I only have my cheap G scale Christmas train. That is all the G I have ever had.


----------



## santafe158 (Jul 14, 2010)

I believe the TIU would but out AC power to the tracks.


----------



## texmaster (Jan 3, 2010)

It says A/C. Shoot me already.


----------



## gunrunnerjohn (Nov 10, 2010)

While the TIU can pass DC, it only does that on the fixed channels, and only if you put DC into it. 

I think you're on the road to happiness if you use DC to power the train.


----------



## texmaster (Jan 3, 2010)

ok I found my old Bachman DCC Commander and gave it a shot, still nothing. Do I not have enough power?


----------



## Big Ed (Jun 16, 2009)

texmaster said:


> ok I found my old Bachman DCC Commander and gave it a shot, still nothing.
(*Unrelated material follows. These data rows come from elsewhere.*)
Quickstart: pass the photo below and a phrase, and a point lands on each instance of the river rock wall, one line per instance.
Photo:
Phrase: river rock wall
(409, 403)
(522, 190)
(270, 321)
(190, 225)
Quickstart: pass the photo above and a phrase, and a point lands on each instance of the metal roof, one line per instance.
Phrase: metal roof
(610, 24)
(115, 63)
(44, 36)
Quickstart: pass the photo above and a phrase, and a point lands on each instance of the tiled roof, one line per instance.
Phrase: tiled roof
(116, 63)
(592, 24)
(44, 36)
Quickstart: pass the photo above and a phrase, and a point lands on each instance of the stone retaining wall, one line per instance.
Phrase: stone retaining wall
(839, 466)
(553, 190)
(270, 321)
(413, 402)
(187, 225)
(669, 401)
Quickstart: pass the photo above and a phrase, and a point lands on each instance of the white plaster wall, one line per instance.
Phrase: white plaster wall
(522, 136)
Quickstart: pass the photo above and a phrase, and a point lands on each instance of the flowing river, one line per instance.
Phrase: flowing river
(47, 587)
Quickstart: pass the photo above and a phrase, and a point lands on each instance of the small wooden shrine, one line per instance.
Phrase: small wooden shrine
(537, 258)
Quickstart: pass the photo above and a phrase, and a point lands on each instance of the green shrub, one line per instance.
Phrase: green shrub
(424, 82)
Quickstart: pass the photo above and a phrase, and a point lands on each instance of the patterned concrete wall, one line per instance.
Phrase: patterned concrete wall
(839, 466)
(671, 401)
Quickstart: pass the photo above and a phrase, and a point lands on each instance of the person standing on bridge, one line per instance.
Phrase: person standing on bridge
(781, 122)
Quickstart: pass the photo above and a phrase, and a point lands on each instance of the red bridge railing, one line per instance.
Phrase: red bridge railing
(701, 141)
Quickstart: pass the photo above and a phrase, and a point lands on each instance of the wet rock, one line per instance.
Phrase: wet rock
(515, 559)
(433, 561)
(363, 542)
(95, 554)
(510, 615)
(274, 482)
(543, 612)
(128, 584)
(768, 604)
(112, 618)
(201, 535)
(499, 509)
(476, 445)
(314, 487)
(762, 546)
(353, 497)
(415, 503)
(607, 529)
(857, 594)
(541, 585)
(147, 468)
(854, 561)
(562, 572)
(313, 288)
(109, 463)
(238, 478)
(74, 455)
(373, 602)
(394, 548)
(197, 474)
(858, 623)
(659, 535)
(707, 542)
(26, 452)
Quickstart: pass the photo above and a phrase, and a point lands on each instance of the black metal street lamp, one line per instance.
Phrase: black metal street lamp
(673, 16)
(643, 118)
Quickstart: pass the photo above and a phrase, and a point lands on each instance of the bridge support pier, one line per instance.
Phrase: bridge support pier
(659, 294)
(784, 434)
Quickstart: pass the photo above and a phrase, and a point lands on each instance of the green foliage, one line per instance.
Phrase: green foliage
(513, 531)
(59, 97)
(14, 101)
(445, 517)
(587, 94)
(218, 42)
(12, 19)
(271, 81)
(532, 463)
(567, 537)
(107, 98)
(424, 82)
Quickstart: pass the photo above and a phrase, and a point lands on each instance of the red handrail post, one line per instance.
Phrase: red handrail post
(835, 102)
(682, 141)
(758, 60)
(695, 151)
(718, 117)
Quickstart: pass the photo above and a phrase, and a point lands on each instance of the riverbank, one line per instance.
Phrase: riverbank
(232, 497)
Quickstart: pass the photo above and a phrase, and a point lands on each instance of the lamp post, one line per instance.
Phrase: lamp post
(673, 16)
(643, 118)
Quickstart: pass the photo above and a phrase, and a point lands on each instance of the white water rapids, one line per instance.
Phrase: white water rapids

Do I not have enough power?



I did a search of the one you listed, it came back with a few of them but different ones.


Is this what your trying power it with?
http://www.bachmanntrains.com/home-usa/ez_content/EZ_Command_instructions.pdf
I don't know anything about that either but in the manual it says the following,

Next, attach the bare ends of the track power wire to the point where you
previously supplied power from your DC controller to your layout (figure 4).

Is this the one your talking about? 
It looks like you would need a DC controller? 
The commander just programs the trains???

Does the engine have a on off switch? Are you testing with a tester off the rail.
Or are you just putting the engine on to see if it goes?

Like I said I never got into this.

Also for testing till you get a clip, just stick the wires in the rail coming up through the bottom. There is a slot in the rail tube right? 
You could take a flat wire connector and put it on the wire and slip it up from underneath. 
You don't really need a clip at all. 
You could also solder them on underneath if you want.

I think you need a good DC transformer.


----------



## texmaster (Jan 3, 2010)

big ed said:


> I did a search of the one you listed, it came back with a few of them but different ones.
> 
> 
> Is this what your trying power it with?
> http://www.bachmanntrains.com/home-usa/ez_content/EZ_Command_instructions.pdf


yup yup!



> I don't know anything about that either but in the manual it says the following,
> 
> Next, attach the bare ends of the track power wire to the point where you
> previously supplied power from your DC controller to your layout (figure 4).
> ...


I agree.


----------